I did some foolish things regarding men when I was younger. I put myself in situations where it could have 'gone wrong'. I count myself lucky that I came away unscathed. I was stupid.
If one of those men I shared a bed with but didn't want sex with had decided to have sex with me any way it would have been awful BUT I would also count myself as partly culpable for putting myself in that situation in the first place. I took a huge risk and I was lucky.

I do not think the OP is culpable in any way in this instance, but it is naive to say any girl or woman should be able to dress, act whatever in a sexual way and expect to do so without possible negative repercussions.

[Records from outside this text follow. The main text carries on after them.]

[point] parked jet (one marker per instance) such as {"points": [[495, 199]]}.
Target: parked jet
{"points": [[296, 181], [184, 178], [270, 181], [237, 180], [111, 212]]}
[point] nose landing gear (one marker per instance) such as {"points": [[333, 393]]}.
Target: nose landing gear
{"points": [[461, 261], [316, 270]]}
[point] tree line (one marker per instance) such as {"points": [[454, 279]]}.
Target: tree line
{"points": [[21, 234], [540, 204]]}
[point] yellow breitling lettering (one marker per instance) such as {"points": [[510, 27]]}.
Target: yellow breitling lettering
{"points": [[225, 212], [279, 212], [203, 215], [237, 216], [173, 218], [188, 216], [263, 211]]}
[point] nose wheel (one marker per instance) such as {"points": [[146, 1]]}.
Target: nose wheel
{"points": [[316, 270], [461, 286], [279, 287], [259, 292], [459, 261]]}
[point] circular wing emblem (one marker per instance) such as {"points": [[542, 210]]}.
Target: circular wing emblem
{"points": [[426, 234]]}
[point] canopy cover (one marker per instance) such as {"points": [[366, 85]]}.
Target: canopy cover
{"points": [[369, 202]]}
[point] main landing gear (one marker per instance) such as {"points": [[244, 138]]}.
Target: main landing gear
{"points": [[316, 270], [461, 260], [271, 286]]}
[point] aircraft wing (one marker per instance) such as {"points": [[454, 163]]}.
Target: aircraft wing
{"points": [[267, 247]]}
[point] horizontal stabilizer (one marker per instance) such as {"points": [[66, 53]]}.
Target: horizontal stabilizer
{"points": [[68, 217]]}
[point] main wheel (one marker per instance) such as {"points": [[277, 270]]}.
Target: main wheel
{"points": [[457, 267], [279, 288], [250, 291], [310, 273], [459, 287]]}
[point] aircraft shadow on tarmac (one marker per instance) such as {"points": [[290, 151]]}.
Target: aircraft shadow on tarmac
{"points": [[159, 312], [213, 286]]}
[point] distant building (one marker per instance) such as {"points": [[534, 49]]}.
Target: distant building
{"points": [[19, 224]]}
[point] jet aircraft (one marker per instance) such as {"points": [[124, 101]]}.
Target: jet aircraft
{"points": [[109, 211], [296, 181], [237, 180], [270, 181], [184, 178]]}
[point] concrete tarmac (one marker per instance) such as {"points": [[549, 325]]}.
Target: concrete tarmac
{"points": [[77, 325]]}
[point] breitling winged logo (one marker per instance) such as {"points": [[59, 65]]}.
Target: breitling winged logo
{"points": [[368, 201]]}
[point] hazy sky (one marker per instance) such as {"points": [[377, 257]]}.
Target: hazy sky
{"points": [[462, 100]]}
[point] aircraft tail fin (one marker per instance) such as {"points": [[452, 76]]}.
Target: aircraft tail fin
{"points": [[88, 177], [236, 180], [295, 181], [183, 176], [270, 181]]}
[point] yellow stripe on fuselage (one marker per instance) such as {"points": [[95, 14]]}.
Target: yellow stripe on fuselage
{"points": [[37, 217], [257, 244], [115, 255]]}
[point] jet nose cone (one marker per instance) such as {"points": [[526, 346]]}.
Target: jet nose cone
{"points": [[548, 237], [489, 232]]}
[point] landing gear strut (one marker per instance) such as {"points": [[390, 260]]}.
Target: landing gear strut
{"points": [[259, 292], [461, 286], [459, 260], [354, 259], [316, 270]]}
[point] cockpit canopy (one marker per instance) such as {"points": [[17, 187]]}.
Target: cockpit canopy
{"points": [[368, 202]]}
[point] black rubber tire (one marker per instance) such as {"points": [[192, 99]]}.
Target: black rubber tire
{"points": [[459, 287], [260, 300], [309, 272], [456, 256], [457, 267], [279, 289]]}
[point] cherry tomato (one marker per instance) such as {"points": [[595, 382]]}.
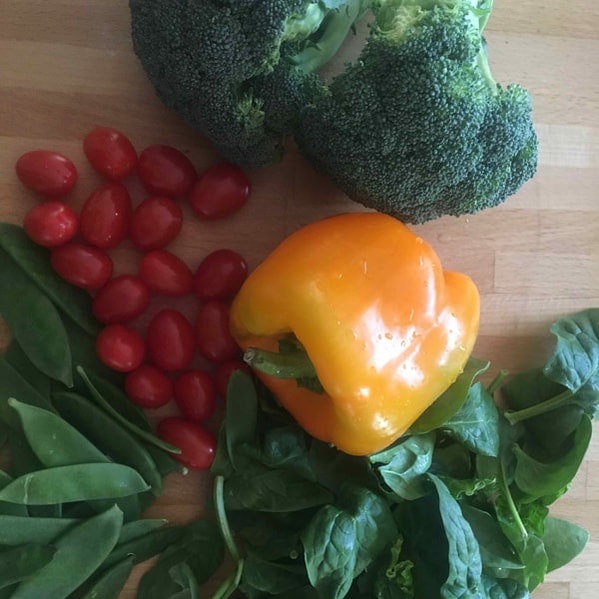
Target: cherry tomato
{"points": [[212, 332], [197, 445], [170, 340], [164, 170], [51, 224], [49, 174], [120, 347], [155, 223], [220, 275], [110, 153], [222, 190], [122, 299], [82, 265], [223, 374], [148, 387], [165, 273], [105, 216], [195, 395]]}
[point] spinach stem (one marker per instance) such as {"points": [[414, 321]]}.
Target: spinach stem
{"points": [[496, 382], [562, 399]]}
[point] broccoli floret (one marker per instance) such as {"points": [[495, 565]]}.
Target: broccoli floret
{"points": [[416, 126], [219, 64]]}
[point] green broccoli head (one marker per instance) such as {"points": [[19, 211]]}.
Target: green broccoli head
{"points": [[416, 127]]}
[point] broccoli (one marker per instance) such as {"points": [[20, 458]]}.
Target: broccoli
{"points": [[415, 127]]}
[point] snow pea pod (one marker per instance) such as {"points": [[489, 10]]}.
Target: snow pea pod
{"points": [[79, 553], [110, 583], [80, 482], [35, 262], [137, 430], [19, 530], [107, 435], [22, 562], [35, 322], [53, 440]]}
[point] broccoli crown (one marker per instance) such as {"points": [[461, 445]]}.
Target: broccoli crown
{"points": [[417, 127], [216, 63]]}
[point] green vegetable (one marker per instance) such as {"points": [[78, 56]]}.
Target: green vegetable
{"points": [[415, 126]]}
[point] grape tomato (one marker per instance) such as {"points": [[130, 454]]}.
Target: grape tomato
{"points": [[110, 153], [164, 170], [51, 223], [221, 191], [47, 173]]}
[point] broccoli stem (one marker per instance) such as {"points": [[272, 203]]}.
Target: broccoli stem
{"points": [[329, 37]]}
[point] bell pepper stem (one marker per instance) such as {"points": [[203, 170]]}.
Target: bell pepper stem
{"points": [[291, 365]]}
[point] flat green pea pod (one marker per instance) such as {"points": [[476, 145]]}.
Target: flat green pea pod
{"points": [[80, 482], [20, 563], [79, 553], [108, 435], [35, 322], [110, 583], [53, 440], [35, 263]]}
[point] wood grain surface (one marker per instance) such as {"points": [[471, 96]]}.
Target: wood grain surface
{"points": [[67, 65]]}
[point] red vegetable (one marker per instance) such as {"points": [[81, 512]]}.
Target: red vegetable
{"points": [[170, 340], [212, 332], [195, 395], [164, 170], [105, 216], [110, 153], [51, 223], [155, 223], [49, 174], [148, 387], [120, 348], [197, 445], [82, 265], [122, 299], [221, 191], [165, 273], [220, 275]]}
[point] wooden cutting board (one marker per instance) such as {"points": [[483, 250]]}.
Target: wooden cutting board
{"points": [[67, 65]]}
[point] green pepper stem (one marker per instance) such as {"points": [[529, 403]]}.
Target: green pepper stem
{"points": [[292, 365], [562, 399]]}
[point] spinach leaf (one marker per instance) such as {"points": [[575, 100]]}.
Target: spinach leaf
{"points": [[341, 541], [475, 424], [544, 480], [402, 467], [563, 541], [451, 401]]}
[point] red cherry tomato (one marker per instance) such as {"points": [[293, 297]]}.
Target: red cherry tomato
{"points": [[51, 224], [110, 153], [82, 265], [170, 340], [122, 299], [223, 374], [222, 190], [165, 273], [214, 339], [220, 275], [197, 445], [105, 216], [49, 174], [120, 348], [195, 395], [164, 170], [155, 223], [148, 387]]}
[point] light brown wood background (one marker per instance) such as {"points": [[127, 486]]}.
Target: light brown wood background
{"points": [[67, 65]]}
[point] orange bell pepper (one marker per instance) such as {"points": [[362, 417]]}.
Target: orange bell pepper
{"points": [[385, 328]]}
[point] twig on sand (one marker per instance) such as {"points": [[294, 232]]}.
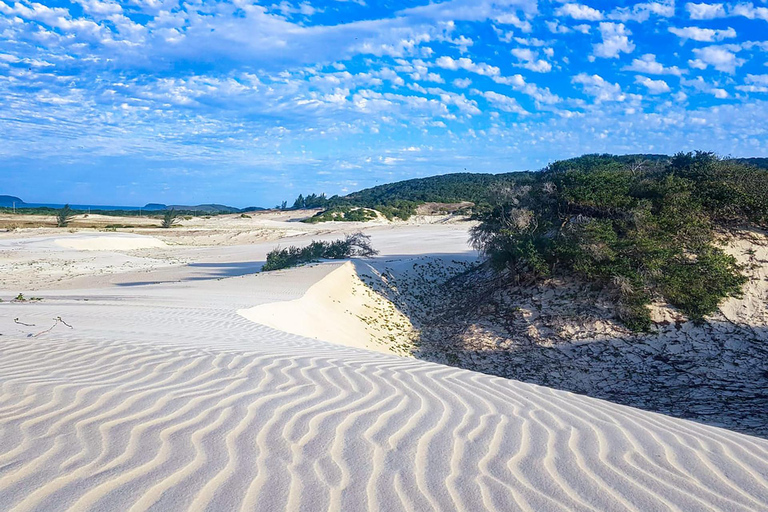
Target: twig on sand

it is not right to dress in a very sexual manner, the signals given off are too invirte sex, saying you are up for sex and then get pissed of because some man actually tries to have sex with you.
And no I do not think any woman "is asking for it" if she wears a mini skirt and low slung top . But she needs to be aware of the signal she is giving out.

ohanotherone · 06/06/2011 14:28

Actually OP, I would text the twat and say....

JUST FOR THE RECORD, I DO NOT WANT TO CONTACT YOU SINCE YOU ARE A MAN I CAN NEVER TRUST AGAIN SINCE YOU TRIED TO HAVE SEX WITH ME WHEN I WAS SLEEPING AND DID NOT TAKE NO FOR AN ANSWER WHEN I SAID NO. I DO NOT WANT TO DISCUSS FURTHER. DO NOT CONTACT ME AGAIN, IF YOU DO I WILL VIEW AS HARASSMENT AND CALL THE POLICE.

Clear enough for the rape apologists????????

DooinMeCleanin · 06/06/2011 14:31

'And no I do not think any woman "is asking for it" if she wears a mini skirt and low slung top . But she needs to be aware of the signal she is giving out.' - what signal would that be? I'd think the weather was warm and she didn't want to get too hot or that she wanted to top her tan while out and about. Or that she felt attractive the way she was dressed. I didn't think wearing shirt skirts was an invitation for men to have sex with me.